Ph.D. in Biomedical Engineering
A Ph.D. is for those who know they want to pursue a research career in academia, industry, or government, although there are many additional career paths for Ph.D. graduates.
The Doctor of Philosophy (Ph.D.) in Biomedical Engineering is an opportunity to become an expert on a specific research topic and train for a career involving independent research. With your PhD mentor and dissertation committee, you will identify an important void in knowledge and devise and execute a plan to fill the void. Your dissertation synthesizes the existing literature, fills the gap with interpretable and actionable results and discusses the broader implications and future directions. Ph.D. candidates normally defend their dissertation in 5–6 years, but the exact timeline depends on research progress and choice of intervening activities, such as laboratory rotations, professional development programs and your two Elective Educational Experiences (EEEs).
All biomedical engineering Ph.D. students are supported with full tuition, fees, health insurance, and a stipend.

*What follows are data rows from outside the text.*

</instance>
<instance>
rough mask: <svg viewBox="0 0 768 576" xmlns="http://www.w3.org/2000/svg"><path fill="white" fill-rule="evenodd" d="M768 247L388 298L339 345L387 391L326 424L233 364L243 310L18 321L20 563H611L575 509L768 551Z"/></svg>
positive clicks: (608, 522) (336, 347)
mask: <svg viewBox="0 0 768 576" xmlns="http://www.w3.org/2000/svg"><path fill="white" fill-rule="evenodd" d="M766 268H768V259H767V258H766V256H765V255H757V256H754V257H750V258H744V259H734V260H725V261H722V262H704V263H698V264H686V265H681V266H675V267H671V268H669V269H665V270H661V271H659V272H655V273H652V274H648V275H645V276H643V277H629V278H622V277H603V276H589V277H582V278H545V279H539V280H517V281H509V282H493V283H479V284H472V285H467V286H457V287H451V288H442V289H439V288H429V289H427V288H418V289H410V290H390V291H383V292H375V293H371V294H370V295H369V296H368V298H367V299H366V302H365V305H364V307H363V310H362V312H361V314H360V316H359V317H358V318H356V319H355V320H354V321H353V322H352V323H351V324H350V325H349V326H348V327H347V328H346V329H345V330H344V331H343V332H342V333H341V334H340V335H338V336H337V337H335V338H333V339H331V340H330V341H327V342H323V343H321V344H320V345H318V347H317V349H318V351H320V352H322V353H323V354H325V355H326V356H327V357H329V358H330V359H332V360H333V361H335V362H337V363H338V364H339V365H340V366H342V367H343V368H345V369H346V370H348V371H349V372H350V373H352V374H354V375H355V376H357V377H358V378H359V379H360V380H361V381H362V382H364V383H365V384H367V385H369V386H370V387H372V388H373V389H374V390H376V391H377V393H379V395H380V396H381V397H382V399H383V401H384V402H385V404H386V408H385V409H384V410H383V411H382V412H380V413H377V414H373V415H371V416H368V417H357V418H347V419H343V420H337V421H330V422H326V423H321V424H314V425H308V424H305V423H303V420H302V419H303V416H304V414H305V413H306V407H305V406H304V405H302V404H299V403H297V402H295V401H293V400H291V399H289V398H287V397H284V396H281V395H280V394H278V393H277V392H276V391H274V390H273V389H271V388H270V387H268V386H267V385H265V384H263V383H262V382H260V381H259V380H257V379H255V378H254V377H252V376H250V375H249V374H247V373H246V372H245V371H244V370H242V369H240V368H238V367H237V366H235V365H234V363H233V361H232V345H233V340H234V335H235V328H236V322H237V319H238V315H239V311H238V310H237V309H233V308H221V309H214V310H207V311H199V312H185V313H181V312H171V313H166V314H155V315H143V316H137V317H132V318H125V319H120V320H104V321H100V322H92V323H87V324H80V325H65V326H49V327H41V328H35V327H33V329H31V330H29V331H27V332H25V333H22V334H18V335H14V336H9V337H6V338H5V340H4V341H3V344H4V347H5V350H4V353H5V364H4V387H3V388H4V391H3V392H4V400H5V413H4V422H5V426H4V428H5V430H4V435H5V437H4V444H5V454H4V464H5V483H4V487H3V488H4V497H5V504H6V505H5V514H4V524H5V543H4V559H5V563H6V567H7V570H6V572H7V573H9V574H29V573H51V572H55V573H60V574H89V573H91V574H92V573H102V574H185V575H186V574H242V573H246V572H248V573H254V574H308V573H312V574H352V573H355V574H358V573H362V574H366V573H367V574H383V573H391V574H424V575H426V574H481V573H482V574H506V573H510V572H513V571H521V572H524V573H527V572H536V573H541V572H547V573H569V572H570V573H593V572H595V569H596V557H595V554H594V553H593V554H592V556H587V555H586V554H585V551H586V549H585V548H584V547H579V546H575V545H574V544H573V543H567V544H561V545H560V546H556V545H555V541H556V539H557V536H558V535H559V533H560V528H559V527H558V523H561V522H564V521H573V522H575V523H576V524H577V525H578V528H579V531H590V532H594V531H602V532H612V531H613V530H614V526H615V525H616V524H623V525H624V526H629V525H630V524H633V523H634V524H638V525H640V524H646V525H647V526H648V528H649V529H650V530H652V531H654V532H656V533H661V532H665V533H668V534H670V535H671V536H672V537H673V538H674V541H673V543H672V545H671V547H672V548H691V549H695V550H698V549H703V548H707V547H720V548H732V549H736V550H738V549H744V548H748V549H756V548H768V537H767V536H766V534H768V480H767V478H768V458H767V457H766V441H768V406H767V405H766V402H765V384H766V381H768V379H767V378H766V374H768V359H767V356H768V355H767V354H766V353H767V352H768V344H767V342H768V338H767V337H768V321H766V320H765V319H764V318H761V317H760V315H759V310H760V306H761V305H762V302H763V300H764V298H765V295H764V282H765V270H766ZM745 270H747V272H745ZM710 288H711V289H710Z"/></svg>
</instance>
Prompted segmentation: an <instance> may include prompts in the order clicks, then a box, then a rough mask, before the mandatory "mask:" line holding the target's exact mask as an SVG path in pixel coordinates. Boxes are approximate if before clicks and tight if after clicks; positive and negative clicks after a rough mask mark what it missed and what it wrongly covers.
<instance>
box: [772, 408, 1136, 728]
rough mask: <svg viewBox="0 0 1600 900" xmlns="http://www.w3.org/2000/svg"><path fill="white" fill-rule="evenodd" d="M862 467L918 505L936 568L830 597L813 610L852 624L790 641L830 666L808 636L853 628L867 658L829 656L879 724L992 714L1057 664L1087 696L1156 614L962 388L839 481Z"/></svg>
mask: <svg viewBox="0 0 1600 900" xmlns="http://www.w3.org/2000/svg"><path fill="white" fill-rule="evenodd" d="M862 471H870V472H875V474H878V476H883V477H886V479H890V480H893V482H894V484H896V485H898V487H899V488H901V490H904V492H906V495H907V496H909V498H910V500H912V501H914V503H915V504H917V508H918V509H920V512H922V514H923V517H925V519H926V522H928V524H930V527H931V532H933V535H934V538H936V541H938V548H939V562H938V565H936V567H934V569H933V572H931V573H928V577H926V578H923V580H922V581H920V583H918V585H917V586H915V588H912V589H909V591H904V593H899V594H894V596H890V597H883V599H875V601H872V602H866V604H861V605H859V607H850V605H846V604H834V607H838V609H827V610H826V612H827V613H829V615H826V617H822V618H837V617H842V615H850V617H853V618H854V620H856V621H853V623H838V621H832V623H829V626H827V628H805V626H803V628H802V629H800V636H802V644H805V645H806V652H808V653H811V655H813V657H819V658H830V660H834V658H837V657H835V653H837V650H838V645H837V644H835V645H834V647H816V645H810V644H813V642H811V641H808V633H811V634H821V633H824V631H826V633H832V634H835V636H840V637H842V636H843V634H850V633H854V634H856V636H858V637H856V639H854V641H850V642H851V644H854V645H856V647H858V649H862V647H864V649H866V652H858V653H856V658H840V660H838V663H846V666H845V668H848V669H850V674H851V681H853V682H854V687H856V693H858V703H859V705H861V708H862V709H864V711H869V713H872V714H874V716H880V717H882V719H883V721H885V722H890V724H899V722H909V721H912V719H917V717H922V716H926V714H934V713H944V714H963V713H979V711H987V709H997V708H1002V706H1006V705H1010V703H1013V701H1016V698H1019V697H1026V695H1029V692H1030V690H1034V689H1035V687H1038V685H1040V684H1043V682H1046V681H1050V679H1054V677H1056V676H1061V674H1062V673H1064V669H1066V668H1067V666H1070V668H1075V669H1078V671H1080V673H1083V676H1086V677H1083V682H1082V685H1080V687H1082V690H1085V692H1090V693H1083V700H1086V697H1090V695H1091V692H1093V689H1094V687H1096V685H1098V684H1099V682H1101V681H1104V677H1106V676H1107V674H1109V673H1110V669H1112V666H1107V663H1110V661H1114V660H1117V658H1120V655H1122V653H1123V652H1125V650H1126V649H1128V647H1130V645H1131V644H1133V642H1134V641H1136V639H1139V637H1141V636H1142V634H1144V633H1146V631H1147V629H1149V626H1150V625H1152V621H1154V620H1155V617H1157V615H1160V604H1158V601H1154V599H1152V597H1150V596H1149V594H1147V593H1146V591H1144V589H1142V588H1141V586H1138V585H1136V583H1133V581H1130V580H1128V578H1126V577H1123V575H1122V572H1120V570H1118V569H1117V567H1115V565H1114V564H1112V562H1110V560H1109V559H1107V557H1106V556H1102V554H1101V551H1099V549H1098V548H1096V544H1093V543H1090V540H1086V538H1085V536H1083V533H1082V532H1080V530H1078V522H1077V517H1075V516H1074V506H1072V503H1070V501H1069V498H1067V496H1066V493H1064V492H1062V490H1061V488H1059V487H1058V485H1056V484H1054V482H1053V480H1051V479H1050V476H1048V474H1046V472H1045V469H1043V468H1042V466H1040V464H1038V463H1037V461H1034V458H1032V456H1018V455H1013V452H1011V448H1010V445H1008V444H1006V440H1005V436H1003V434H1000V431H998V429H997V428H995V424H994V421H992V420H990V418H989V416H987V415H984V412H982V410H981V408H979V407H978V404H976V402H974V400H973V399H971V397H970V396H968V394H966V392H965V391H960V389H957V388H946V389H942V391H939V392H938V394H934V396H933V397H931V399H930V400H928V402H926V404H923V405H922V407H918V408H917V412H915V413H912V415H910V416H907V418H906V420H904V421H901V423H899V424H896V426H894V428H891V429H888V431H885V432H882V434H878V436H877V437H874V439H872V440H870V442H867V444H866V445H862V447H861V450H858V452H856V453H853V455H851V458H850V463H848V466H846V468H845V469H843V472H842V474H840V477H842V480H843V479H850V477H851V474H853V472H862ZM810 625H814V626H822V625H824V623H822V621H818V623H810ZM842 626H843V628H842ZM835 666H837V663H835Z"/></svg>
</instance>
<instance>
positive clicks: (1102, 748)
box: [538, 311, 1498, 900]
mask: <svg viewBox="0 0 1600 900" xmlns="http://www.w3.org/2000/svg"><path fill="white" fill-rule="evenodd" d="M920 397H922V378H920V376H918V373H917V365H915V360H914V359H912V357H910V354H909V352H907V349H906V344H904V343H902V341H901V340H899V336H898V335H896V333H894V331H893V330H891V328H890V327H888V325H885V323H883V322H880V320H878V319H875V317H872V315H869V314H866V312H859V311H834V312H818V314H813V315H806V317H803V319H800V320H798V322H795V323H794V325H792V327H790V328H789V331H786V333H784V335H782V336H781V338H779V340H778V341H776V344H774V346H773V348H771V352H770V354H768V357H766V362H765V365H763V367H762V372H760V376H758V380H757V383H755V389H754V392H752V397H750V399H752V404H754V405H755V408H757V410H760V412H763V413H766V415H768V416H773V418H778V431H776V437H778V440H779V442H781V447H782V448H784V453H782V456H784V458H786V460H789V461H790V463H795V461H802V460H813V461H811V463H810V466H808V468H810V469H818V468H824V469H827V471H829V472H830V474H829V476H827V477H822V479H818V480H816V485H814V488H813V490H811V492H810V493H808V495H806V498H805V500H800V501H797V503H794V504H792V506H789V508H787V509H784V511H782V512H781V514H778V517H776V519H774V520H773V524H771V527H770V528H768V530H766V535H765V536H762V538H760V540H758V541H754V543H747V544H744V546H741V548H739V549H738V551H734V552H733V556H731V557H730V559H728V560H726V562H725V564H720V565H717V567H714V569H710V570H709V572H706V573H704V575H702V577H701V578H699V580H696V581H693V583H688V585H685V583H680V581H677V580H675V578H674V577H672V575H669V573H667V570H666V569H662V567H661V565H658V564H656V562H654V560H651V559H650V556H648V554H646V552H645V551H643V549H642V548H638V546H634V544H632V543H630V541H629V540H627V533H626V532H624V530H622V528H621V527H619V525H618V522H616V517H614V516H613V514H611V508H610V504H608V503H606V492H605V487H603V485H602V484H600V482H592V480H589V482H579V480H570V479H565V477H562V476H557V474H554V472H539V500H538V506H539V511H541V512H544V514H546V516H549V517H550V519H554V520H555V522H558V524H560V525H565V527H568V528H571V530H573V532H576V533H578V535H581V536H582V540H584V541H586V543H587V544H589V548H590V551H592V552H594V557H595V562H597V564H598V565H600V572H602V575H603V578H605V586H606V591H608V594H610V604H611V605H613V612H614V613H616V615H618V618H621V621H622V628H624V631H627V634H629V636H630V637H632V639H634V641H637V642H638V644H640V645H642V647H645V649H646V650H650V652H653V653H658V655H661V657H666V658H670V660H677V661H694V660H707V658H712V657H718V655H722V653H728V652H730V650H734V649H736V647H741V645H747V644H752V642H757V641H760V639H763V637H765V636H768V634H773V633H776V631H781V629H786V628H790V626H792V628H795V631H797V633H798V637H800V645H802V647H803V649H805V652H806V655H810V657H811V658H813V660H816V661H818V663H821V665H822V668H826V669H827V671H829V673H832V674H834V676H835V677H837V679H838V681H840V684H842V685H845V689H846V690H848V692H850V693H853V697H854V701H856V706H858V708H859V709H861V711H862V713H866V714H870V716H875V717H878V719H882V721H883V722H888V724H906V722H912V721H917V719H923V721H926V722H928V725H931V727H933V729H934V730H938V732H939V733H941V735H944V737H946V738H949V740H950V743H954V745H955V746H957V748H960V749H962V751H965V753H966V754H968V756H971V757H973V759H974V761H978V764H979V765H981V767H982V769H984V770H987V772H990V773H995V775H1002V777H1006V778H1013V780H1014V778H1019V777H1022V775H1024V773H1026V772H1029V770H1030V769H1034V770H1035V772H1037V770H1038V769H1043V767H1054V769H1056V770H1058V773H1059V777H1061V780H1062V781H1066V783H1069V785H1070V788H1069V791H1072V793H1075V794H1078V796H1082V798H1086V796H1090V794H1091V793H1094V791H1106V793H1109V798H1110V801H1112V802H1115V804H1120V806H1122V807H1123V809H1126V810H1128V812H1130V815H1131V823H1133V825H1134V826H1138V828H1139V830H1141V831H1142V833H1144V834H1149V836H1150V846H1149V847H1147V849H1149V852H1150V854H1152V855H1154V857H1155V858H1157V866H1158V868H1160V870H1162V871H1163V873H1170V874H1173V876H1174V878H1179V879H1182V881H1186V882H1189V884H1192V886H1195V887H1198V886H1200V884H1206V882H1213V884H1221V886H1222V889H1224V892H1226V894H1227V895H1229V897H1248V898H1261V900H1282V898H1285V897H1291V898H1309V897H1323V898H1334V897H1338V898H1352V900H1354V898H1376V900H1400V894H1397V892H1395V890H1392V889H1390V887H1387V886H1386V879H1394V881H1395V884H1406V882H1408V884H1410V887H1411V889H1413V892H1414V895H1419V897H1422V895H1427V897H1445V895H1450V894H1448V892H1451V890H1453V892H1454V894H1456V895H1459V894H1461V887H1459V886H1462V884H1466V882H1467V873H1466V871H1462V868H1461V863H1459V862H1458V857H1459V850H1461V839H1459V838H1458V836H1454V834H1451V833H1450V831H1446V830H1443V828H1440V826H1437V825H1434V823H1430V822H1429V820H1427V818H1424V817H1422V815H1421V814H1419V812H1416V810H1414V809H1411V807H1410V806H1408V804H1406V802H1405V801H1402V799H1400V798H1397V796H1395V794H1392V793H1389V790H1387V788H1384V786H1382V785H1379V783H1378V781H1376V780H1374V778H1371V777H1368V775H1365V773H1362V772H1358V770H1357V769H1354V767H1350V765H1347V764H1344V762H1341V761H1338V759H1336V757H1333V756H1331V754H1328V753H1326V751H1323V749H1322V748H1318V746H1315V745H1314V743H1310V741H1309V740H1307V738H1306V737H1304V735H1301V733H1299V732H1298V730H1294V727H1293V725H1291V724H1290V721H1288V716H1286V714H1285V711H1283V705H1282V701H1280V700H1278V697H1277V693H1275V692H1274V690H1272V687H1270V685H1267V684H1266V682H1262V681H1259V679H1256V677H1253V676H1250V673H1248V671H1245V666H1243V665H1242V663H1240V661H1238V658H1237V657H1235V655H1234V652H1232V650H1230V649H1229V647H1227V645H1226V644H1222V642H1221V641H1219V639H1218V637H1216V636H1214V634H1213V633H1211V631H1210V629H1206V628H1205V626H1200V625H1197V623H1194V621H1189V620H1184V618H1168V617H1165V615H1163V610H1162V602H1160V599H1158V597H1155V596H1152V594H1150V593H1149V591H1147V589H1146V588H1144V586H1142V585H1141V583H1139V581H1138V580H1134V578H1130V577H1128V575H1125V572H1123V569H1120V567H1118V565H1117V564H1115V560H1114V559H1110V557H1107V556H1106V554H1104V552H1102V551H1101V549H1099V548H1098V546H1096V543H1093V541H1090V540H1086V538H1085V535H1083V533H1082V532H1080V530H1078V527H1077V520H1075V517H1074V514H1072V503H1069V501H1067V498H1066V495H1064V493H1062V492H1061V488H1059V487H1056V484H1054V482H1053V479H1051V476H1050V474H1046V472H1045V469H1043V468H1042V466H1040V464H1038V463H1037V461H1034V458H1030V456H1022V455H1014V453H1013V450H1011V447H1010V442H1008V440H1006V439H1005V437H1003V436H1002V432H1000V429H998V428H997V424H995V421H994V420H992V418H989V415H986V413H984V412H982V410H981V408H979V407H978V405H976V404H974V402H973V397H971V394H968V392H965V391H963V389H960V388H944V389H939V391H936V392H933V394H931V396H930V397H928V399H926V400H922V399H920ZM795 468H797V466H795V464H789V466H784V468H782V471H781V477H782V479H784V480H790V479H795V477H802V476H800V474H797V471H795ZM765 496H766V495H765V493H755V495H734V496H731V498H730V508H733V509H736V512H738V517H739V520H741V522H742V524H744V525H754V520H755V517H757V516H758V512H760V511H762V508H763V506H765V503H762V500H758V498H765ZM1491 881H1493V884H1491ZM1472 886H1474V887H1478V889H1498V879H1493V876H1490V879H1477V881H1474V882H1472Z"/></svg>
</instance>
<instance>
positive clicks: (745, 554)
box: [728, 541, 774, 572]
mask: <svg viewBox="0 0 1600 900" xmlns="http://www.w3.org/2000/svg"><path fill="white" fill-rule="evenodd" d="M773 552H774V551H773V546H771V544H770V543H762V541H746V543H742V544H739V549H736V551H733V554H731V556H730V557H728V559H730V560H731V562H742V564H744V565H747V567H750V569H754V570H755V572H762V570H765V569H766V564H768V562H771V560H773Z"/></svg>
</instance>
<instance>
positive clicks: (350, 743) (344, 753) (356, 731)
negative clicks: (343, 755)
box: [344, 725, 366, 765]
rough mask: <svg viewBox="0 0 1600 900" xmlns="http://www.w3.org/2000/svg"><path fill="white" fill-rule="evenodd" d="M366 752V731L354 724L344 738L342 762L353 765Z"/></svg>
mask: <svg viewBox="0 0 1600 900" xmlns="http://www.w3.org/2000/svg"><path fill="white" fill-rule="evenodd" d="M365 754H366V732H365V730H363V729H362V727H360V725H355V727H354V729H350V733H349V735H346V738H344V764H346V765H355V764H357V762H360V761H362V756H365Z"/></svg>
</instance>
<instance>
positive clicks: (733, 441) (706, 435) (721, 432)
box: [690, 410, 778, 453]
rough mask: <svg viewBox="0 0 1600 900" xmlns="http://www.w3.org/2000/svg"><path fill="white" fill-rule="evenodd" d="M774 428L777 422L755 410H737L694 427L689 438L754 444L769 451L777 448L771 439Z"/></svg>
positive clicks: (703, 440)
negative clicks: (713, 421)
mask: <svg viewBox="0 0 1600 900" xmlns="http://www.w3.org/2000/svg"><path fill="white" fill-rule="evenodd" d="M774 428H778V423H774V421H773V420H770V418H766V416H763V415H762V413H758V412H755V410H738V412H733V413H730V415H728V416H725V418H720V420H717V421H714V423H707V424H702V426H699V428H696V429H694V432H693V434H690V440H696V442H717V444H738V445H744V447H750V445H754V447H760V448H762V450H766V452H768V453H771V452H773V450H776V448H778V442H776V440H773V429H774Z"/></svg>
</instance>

These are paid by graduate research assistantships from the sponsoring laboratory, graduate teaching assistantships, predoctoral fellowships secured independently by the student, departmental and institutional fellowships, and training grants from the NIH and other federal agencies, and private sector and foundation support.
Elective Educational Experiences (EEEs) begin the process of life-long learning essential to a career in biomedical engineering. During your PhD, your two required EEEs cover new material or provide additional depth. Students pursue EEEs later in the course of their PhD studies and select them based on their research and future career plans. Possible examples include 1) Taking an additional graduate course beyond the normal course requirements, 2) Taking an intensive 2-week “short course” to learn a series of specialized techniques or 3) Completing a summer internship at a biotechnology company.